Announcement

Collapse
No announcement yet.
X
  • Filter
  • Time
  • Show
Clear All
new posts

  • P value for area under the curve using Iroc command

    I am using Stata 13. I have run a logistic regression to check the association of Obesity with several covariates. To assess the fit for the model I ran the Hosmer Lemeshow goodness of fit test and also a ROC curve. For the latter, I ran the Iroc command. This only gives the area under the curve but no p-value for it. Rom another post I found that "roctab" gives the 95% CI of the area under the curve statistic. I would like to know how I can get the significance level for the ROC.

    ----------------
    . lroc

    Logistic model for BMIcat5

    number of observations = 359
    area under ROC curve = 0.7817





    Last edited by Josna Rani; 23 Mar 2019, 03:28.

  • #2
    For a recent test to evaluate the calibration of binary models I refer you to the following paper from The State Journal, and this presentation from the 2018 Stata Conference.
    You can install the calibration belt package from the Stata command window:
    Code:
    net install gr0071
    There is an example data set and do file that you can get typing:
    Code:
    net get gr0071
    Note to first change your working directory to an appropriate folder before downloading.
    http://publicationslist.org/eric.melse

    Comment


    • #3
      Josna can use something like the following to get at what I'm guessing Josna's after. Start at the "Begin here" comment.
      Code:
      version 15.1
      
      clear *
      
      set seed `=strreverse("1489649")'
      quietly set obs 250
      
      generate byte outcome = runiform() < 0.5
      forvalues i = 1/3 {
          generate double predictor`i' = runiform()
      }
      
      logit outcome c.(predictor?), nolog
      lroc , nograph
      
      *
      * Begin here
      *
      predict double xb, xb
      
      tempname null z
      scalar define `null' = 0.5
      
      roctab outcome xb
      scalar define `z' = (r(area) - `null') / r(se)
      
      display in smcl as text "z = " %06.4f `z', "P>|z| = " %04.2f 2 * normal(-abs(`z'))
      
      exit
      In lieu of the code above that follows lroc , nograph, I believe that Josna would do well just to omit the option and examine the graph that lroc produces. In several recent posts, Clyde Schechter has included a hyperlink to a recent editorial in a science magazine. It strikes me as pertinent in the context of "to know how I can get the significance level for the ROC", and I recommend that Josna search it out.

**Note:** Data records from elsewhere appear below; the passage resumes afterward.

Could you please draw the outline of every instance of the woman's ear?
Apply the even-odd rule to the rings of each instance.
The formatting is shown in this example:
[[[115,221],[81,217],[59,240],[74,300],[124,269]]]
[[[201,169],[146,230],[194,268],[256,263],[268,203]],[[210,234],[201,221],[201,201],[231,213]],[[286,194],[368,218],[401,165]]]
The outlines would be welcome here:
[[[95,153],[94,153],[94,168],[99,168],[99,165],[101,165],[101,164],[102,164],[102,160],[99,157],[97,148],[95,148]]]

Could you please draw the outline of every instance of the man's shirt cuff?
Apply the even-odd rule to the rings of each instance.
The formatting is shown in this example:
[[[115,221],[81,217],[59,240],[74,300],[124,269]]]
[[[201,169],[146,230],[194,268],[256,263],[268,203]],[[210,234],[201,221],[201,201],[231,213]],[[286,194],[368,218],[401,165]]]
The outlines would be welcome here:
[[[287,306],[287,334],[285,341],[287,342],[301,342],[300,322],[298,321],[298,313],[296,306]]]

      I believe that area under the receiver operating characteristic curve is more related to discrimination than calibration.

      Comment


      • #4
        Hi Joseph Coveney,
        Can you explain or point to an explanation for "double" and the c.(predictor) ? What does c.() mean exactly and when to use?

        Thank you,
        Geraldine

        Comment


        • #5
          "double" is a data-type. If not explicitly specified, the default data type in Stata is single-precision floating point. Specifying "double" in the code above makes the predictions double-precision floating point, the same as all other statistical software (and even Microsoft's Excel). My use of it there is to follow the principle of maintaining full precision in intermediate computations. You can find StataCorp's online helpfile for Stata's data types here.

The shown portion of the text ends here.